Eröffnungsfilm des 59. Internationalen Filmfests Mannheim-Heidelberg

Matías Bize | LA VIDA DE LOS PESCES | THE LIFE OF FISH | Chile 2010

Als Eröffnungsfilme werden gerne leichte, heitere Filme gewählt. Nicht so beim 59. Internationalen Filmfestival Mannheim-Heidelberg. Der Filmreigen 2010 wurde mit La vida de los peces von Matías Bize eröffnet.

Ein melancholisches Kammerspiel: Ein Haus, eine Nacht, eine Party. Gespräche, Blicke, Nahaufnahmen. Und doch entfaltet sich darin nach und nach das Panorama eines Lebens, mitsamt der Entscheidungen und verpassten Chancen der Vergangenheit, der Hoffnungen für die Zukunft und der Desillusionierungen der Gegenwart.

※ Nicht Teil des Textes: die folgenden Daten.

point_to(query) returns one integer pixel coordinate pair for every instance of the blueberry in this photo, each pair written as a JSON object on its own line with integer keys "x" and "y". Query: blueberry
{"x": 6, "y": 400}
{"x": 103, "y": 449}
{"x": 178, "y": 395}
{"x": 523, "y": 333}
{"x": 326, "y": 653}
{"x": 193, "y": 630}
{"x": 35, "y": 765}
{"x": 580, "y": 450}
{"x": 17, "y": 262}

Nach 10 Jahren als Reisereporter mit Homebase Berlin kehrt der 33-jährige Journalist Andrés für einen Besuch in seine chilenische Heimat zurück. Schon die erste Einstellung des Films findet ihn nachdenklich und ganz bei sich inmitten seiner alten Freunde auf der Party. Während ihn die Kamera quasi in Realzeit von einem Freundesgrüppchen zum nächsten begleitet, entfalten sich in den Dialogen die letzten 10 Jahre seines Lebens.

Es liegt eine seltsam gedämpfte, manchmal fast Trance-artige Stimmung über dem Film. Die Gänge, die Andrés in den Fluren des Hauses zurücklegt, sind immer auch Wege in sein Innerstes, zu Stationen seines Lebens, zu Erinnerungen, Emotionen, Hoffnungen. Die sparsam eingesetzte Filmmusik funktioniert als Spiegel seiner Gefühlslagen. Nachdem er nach anfänglichem Zögern die ersten Worte mit seiner Ex-Freundin Beatriz gewechselt hat, vermittelt die aufwallende Musik seine Aufregung, Freude und Hoffnung.

In einzelnen Szenen entsteht – auch dank des subtilen und nuancenreichen Spiels von Santiago Cabrera – eine Intensität, die den Film mit seinem ruhigen Tempo trägt. Wenn man sich auf den Fluss der Erzählung einlässt,  sich mit Andrés zwischen den anderen Partygästen durch das Haus treiben lässt, erschließt sich auch, warum der Film „Das Leben der Fische“ heißt: Eigentlich ist das Haus auch nur ein großes Aquarium (die Lichtreflexe und der gedämpfte Ton der anderen Partygäste vermitteln dies auch formal) und die Menschen bewegen sich eben so durch ihr Leben. Andrés wollte sich nie festlegen, er ist ständig auf dem Sprung, Beatrize hat inzwischen eine Familie. Aber ist das, das Leben, von dem sie geträumt hat? Am Ende erwacht impulsiv die Hoffnung auf eine gemeinsame Zukunft – oder eher nicht, denn Andrés ist immer noch ein selbstbezogener, wenn auch desillusionierter, Träumer und Beatrize stößt schließlich an die unsichtbare Wand des Aquariums ihrer Lebenswirklichkeit… Doch das Leben geht weiter.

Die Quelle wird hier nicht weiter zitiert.